Вздохнув, я достал свои американские «планы действий», пододвинул телефон. Чего же так страшно? Вроде бы старым знакомым собираюсь звонить?
Но такой непонятный страх испытывали, оказывается, многие — честно признавались. Вика и в Питере была несколько напряженной, резковатой — я вспомнил ее раздражение, когда Довлатов вылез на обсуждение вместо нее. Но там ее резкость как-то оправдывалось ее высоким положением — Беломлинские стояли в общественном мнении очень высоко!.. А здесь больше веяло отчаянием и неуютом.
— Хорошая у тебя записнуха, Валера! — проговорила Вика. — Но у Довлатова она была больше раз в шесть! Амбарная книга! И там буквально по минутам было расписано — куда поехать, кому позвонить, даже как разговаривать! «Застенчиво», «туповато», «высокомерно»!
— Да? — удивился я. — А я и не знал Серегу таким!

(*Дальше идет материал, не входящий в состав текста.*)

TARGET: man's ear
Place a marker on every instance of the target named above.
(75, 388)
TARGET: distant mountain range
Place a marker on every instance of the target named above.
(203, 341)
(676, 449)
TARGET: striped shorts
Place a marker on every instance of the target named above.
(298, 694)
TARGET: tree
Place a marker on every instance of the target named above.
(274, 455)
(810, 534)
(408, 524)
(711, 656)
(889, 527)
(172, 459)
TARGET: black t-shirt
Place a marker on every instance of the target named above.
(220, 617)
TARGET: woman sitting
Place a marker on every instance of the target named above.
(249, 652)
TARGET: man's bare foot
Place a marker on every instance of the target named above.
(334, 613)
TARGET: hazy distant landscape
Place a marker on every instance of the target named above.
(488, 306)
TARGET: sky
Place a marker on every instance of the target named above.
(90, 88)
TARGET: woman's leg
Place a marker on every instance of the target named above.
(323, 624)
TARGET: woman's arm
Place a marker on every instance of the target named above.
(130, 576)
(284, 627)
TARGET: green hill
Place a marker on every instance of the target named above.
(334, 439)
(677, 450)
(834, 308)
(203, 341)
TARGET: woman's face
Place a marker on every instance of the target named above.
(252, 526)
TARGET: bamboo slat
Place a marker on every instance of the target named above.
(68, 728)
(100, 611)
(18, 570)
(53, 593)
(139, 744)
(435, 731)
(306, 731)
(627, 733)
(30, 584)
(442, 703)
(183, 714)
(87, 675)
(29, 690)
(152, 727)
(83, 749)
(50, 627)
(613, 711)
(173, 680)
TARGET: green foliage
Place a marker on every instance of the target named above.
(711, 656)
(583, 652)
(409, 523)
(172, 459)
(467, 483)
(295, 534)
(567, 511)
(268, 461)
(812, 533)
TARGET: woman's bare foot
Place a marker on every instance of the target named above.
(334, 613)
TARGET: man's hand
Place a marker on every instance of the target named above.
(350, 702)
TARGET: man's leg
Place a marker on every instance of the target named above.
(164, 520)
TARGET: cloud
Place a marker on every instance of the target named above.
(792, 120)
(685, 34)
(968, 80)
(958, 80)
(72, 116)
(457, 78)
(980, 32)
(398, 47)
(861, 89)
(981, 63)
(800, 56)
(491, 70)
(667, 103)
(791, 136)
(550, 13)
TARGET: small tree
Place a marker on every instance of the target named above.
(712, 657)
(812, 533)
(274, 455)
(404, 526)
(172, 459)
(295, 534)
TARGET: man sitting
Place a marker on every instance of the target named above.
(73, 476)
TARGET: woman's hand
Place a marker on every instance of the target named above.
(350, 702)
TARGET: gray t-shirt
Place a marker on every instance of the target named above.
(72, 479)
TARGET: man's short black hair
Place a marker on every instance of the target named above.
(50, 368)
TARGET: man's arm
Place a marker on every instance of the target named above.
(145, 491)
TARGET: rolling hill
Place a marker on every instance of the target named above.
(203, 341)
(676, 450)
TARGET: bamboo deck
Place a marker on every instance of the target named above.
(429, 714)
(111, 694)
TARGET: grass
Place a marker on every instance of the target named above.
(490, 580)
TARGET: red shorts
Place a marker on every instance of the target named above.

— Стало быть, ты вообще его не знал! — отрубила Вика. — Хотя, надо заметить, во всей своей красе он только здесь себя показал. Была у меня уже четкая договоренность, — продолжила Вика, — работать на «Свободе»… и вдруг на моем месте Довлатов. При этом изображает, как всегда, недотепу… мол, ряд нелепых случайностей — и вот результат! Плечами пожимает! Сказала ему — «ах ты, хитрый армяшка», — резко выпаливает Вика, сама наполовину армянка.
Да, у нас до такого — во всяком случае, в нашем кругу, не доходило. Все мы были союзники, единомышленники, друзья!..
Поздно вечером возвращается Михаил, устало садится, вынимает из портфеля две баночки пива, протягивает мне.
— На. Мучаешься небось?
Я благодарно киваю. Даже слезы вдруг катятся из глаз. Да, сильно я устал в этом суровом городе! Слезы текут и текут. Добрей человека, чем Миша, я в жизни не знал. Но таким, как здесь, я его не видел: буквально серый от усталости! У нас он делал одновременно с десяток модных книг, выпивал с друзьями, заходил в редакции, где все обожали его, радостно приветствовали. Тут, похоже, не обожают… Одно слово — «метранпаж»!
— Хотел с утра тебя похмелить. Забежал в магазин, взял две баночки пива. Вдруг кассирша, ни слова не говоря, вынимает их из моей корзины — и убирает. До одиннадцати, оказывается, нельзя!
Да, у нас такое было лишь в тоталитарные времена, и мы добились (хотя бы в этом пункте) свободы. А тут — гляди-ка! Пока мы обсуждаем это, румянец постепенно возвращается на Мишино лицо. Глаза веселеют…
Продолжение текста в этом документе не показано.